Исторический роман конца XVII века
Харьков
«Фолио»
2008
Много ли времени уплыло со смерти славного гетмана Богдана Хмельницкого, и что сталось с богатой, прекрасной, многолюдной страной? Хищная злоба, исступленная месть да широкая удаль загуляли по волнистым степям, но темным лесам и байракам, по кудрявым «чайкам», укрывавшим в зелени своей веселые хатки, по разбежавшимся в даль синих рек селам и по огражденным мурами и башнями городам, загуляли, запировали, разливая кругом «червоное пиво» да освещая свои чудовищные «бенкеты» заревом страшных пожаров, увеселяя свои пированья криком терзаемых жертв.
Долго билась Украина, долго металась, как запутавшаяся в силках голубка, и упала измученная, истомленная, захлебнувшись в своей же крови.
И исчезла кипучая жизнь… Обнажились разубранные цветами садочки, поднялись из черных груд мусора и пепла какие-то безобразные скелеты–руины, простирая с ужасом к небу свои обгорелые обломки. Почернели стоптанные копытами ковры нив и лугов, пожелтела пышная шелковая трава и поникла от туги, и укрылась могильным саваном многострадальная родная земля.
Гуляет только буйный ветер по степи, стонет в безлюдных лесах, перешептывается грустно с чайками и плачет, залетевши к седому батьку Днепру, к нависшим над его порогами скалам, плачет и жалобно поведает им о широком кладбище–руине, раскинувшемся безобразным трупом под чудным и ласковым небом, под яркими лучами равнодушного к горю людскому солнца, под мерцанием тихих, задумчивых звезд.
Только волкам–сироманцам вольно теперь и беспечно бродить по этому колоссальному, немому кладбищу, да орлам сизокрылым свободно садиться на высоких курганах, на широких могилах, — никто не потревожит их царственного покоя. Сторожат они с своих вершин великую пустыню и клекотом будят других орлов степи, вольных казаков.
Но спят они непробудно, глубоко!
Не сумели они устроить прочным жильем свою хату и полегли отдохнуть от непосильной борьбы под открытым небом на широком лоне родной земли. И все затихло, все занемело. Просочилась братская кровь к самому сердцу родной земли и запеклась на нем глубоким неизгладимым струпом.
Прошло много лет… И снова ожила безлюдная пустыня… Возвратились рассеянные бурею дети в край печальной руины и разыскали свои старые разоренные гнезда… Стеклись туда и чужие дети…
Заросла густою травою усеянная казацкими костями земля, покрылась она снова бархатом нив, коврами цветов, зелеными тучами кудрявых лесов, и сравнялись с землею распаханные плугом могилы. Но не исчезла бесследно пролитая братская кровь… Взошла она тугою и разлилась печалью–тоскою по всей родной многострадальной земле…

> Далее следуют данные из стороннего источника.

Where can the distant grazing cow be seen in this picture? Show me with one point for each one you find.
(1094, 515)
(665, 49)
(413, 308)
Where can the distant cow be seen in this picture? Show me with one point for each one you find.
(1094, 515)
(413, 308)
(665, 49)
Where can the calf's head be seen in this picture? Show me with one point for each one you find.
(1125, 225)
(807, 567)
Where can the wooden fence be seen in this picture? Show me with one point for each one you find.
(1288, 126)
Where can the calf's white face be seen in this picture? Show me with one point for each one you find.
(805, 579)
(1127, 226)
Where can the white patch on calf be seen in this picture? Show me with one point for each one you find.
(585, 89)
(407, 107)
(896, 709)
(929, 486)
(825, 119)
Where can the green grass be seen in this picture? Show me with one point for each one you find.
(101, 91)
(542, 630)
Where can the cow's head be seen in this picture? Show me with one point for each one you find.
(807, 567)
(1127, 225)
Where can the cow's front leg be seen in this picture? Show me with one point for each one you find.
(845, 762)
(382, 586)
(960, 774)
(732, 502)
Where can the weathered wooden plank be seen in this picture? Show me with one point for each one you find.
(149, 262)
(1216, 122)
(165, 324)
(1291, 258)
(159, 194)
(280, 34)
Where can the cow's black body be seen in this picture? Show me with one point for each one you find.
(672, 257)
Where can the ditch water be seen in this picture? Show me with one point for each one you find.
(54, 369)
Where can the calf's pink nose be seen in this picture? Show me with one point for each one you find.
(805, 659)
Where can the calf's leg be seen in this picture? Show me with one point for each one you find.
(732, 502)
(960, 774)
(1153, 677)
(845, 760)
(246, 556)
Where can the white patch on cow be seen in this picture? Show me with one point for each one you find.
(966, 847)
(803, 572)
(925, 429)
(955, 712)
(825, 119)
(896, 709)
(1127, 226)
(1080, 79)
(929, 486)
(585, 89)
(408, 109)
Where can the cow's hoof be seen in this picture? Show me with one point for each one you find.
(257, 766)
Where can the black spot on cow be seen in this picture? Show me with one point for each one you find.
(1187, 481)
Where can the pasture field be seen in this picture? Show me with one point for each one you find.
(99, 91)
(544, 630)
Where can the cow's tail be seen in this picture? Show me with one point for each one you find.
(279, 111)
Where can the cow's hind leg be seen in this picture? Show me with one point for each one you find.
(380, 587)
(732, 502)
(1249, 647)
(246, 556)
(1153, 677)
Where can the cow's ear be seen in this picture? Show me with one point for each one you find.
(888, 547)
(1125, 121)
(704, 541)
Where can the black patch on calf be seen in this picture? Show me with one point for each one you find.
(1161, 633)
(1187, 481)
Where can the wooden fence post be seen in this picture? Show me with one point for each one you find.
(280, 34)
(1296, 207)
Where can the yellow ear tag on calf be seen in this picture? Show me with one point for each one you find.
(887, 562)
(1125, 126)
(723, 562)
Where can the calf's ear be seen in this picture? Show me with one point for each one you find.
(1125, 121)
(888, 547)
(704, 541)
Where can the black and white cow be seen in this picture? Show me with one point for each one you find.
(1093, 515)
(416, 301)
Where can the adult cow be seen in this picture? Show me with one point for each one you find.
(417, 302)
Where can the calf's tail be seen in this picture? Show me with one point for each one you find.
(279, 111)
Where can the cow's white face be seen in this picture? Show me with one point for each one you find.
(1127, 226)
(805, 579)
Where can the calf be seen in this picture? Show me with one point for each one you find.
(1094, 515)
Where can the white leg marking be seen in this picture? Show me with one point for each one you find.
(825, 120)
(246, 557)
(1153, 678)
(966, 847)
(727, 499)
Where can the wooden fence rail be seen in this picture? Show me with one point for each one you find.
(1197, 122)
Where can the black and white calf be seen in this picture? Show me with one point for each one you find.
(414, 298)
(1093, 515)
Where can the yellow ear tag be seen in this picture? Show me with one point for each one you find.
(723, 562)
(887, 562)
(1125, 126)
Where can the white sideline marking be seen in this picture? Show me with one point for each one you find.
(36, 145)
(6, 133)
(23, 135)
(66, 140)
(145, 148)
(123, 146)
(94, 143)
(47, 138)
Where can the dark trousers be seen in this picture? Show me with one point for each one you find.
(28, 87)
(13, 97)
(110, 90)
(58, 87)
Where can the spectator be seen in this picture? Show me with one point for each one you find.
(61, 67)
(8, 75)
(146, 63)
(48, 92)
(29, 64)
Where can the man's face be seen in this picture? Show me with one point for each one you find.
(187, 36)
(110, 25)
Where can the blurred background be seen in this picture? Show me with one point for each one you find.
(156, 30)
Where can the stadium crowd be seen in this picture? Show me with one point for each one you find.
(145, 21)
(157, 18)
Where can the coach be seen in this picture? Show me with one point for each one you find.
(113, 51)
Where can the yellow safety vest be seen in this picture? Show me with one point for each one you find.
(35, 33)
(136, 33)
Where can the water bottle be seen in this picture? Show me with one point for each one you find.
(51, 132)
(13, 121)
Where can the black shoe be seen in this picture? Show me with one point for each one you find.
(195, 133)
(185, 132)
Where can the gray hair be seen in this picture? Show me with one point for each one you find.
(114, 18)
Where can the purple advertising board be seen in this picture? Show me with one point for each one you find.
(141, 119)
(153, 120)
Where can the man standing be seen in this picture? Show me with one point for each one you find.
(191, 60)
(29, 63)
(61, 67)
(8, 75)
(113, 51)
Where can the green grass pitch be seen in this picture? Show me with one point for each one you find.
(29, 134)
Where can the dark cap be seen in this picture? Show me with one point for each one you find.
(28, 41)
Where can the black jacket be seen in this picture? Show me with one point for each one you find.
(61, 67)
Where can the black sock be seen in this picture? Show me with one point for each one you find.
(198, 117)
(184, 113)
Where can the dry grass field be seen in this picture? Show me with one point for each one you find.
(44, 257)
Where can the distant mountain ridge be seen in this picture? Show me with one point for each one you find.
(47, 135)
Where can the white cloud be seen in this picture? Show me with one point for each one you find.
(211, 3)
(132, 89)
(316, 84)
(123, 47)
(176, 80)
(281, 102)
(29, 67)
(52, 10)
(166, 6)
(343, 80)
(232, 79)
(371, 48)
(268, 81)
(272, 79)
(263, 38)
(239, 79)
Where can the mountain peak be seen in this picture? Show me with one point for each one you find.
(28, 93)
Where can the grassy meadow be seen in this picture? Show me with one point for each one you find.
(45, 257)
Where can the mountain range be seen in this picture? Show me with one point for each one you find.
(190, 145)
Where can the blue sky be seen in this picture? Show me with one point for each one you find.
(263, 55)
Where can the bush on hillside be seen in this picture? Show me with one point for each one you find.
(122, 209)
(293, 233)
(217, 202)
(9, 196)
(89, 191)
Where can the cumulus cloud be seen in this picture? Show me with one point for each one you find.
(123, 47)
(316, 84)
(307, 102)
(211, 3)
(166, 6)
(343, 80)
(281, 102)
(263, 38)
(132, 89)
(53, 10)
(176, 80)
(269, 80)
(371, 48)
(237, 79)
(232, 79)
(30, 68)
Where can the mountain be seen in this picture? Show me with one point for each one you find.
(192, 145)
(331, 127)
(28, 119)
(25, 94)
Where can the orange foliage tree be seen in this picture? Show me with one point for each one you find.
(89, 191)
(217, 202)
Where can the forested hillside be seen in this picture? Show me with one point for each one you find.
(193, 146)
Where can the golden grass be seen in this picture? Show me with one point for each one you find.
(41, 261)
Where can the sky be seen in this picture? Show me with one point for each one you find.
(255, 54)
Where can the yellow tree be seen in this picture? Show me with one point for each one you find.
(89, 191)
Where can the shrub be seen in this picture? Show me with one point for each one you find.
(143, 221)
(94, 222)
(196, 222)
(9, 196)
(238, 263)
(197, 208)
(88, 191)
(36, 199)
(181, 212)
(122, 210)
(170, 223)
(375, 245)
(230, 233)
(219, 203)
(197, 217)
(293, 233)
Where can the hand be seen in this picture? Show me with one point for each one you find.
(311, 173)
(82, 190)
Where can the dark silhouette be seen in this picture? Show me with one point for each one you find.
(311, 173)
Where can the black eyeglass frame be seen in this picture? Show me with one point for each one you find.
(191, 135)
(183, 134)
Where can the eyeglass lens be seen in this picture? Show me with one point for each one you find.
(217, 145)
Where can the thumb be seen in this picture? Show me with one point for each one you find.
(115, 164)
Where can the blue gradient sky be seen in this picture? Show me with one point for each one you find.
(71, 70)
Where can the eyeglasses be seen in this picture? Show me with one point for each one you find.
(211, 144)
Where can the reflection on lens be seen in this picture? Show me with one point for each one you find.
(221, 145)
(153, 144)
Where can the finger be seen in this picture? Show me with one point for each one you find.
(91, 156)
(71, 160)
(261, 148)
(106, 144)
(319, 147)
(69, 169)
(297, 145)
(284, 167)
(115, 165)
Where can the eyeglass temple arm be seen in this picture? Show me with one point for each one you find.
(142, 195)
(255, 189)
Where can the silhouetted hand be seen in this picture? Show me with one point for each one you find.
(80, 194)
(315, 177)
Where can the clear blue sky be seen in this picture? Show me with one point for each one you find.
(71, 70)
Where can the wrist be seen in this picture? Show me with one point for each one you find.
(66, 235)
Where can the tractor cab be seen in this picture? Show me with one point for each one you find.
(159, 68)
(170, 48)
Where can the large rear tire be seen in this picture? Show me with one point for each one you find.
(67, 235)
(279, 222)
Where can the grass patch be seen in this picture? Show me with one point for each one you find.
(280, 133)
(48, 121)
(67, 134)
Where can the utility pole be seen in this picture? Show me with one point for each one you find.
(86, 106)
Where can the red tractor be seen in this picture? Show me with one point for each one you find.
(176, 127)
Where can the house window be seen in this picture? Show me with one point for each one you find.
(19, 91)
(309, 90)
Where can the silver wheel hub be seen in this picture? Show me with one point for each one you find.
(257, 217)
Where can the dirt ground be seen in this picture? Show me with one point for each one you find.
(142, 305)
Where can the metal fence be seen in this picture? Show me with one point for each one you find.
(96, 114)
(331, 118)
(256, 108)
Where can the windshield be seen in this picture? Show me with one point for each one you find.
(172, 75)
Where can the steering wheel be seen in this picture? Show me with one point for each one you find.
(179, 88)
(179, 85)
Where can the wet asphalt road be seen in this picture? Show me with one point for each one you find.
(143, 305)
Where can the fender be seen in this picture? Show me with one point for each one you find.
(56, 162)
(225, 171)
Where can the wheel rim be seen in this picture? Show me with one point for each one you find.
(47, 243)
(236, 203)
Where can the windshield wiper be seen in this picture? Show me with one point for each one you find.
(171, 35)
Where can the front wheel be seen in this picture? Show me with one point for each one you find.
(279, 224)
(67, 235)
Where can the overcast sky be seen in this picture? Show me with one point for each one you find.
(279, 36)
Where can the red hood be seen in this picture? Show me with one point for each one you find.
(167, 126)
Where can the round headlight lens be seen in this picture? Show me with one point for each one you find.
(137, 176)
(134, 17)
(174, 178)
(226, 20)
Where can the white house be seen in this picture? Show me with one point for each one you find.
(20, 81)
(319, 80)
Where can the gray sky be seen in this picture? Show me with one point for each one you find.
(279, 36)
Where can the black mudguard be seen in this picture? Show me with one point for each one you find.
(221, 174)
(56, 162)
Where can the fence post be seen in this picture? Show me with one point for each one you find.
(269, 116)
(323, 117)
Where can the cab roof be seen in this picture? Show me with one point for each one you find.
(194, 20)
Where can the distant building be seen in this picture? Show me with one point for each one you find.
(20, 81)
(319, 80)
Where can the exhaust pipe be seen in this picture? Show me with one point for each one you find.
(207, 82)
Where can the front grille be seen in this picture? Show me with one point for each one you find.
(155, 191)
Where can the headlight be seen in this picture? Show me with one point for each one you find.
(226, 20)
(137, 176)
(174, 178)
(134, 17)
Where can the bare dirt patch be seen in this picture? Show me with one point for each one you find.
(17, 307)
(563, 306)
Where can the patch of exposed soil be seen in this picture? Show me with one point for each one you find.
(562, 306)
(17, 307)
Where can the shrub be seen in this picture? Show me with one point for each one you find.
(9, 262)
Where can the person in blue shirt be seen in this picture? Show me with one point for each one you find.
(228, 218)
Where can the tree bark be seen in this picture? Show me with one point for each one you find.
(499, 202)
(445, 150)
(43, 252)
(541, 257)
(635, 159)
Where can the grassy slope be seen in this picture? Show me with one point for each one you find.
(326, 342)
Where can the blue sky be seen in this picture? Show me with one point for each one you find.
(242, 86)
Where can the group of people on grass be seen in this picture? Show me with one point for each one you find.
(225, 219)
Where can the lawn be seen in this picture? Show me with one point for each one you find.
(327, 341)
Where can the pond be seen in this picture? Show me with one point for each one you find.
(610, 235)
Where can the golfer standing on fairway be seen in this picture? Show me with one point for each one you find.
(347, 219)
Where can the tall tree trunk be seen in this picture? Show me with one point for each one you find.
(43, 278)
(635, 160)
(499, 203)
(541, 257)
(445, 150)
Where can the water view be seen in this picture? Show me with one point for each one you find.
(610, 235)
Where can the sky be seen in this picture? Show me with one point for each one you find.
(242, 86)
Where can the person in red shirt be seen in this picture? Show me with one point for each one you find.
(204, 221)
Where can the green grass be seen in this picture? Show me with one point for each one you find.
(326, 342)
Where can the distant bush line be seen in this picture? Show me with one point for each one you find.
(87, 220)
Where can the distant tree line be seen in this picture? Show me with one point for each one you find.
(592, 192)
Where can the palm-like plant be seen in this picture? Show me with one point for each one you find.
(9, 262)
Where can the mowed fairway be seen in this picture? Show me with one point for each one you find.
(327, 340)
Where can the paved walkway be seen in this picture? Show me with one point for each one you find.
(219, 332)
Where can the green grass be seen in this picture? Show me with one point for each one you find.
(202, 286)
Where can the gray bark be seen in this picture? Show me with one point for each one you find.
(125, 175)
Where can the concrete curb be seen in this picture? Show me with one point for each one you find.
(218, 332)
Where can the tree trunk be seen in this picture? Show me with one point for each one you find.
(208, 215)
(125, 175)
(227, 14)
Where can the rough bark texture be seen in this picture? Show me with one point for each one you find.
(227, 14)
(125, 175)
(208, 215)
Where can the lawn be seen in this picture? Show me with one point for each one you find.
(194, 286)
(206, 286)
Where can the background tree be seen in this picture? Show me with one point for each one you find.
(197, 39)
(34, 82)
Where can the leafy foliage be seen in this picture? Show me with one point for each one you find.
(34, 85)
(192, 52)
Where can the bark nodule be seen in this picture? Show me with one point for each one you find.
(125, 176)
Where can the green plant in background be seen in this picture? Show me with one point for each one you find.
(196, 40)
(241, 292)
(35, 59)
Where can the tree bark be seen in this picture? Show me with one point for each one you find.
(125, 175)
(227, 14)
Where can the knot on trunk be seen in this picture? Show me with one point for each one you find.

Сумрачное осеннее небо спускалось серой пеленой над неприглядной, пустынной равниной. Низко над землей, гораздо ниже серого неба, медленно ползли длинные клочки разорванных туч; время от времени принимался накрапывать холодный осенний дождик и снова утихал. От серого неба, бросавшего на все какой-то унылый оттенок, окружавшая местность казалась еще непригляднее, еще пустыннее.
Сколько глаза хватало, тянулись до самого горизонта, то опускаясь, то снова подымаясь, темные равнины диких, заброшенных полей; увядшая, прибитая морозом трава покрывала их каким-то бурым покровом; то там, то сям виднелись полуобнаженные от листьев рощи; на горизонте синела узкая полоса леса.
Все было тихо, безмолвно… ни птицы, ни зверя не видно было кругом. Мертвую тишину, распростершуюся над этой черной равниной, нарушали только тихие стоны ветра, то подымавшего, то снова опускавшего свои усталые крылья.
По узкой дороге, извивавшейся среди этих заброшенных полей, медленно подвигались вперед два всадника. Длинные кереи с нахлобученными на голову шапками почти совсем закрывали их лица. Судя по всклокоченной бороде старшего, можно было заключить, что он принадлежал уже к людям почтенного возраста, спутник же его казался еще совсем мальчишкой, однако быстрые и хитрые глаза его, беспрестанно выглядывавшие из-под нависшего капюшона, свидетельствовали, что, несмотря на его юный возраст, житейский опыт был уже далеко не чужд ему.
Спутники ехали молча; слышно было только глухое чавканье лошадиных копыт, вязнущих в размякшей почве.
— Ну и сторонка! — проворчал наконец старший, плотнее закутываясь в свою керею. — Вот уже с самого утра едем, и хоть бы тебе одна живая душа встретилась.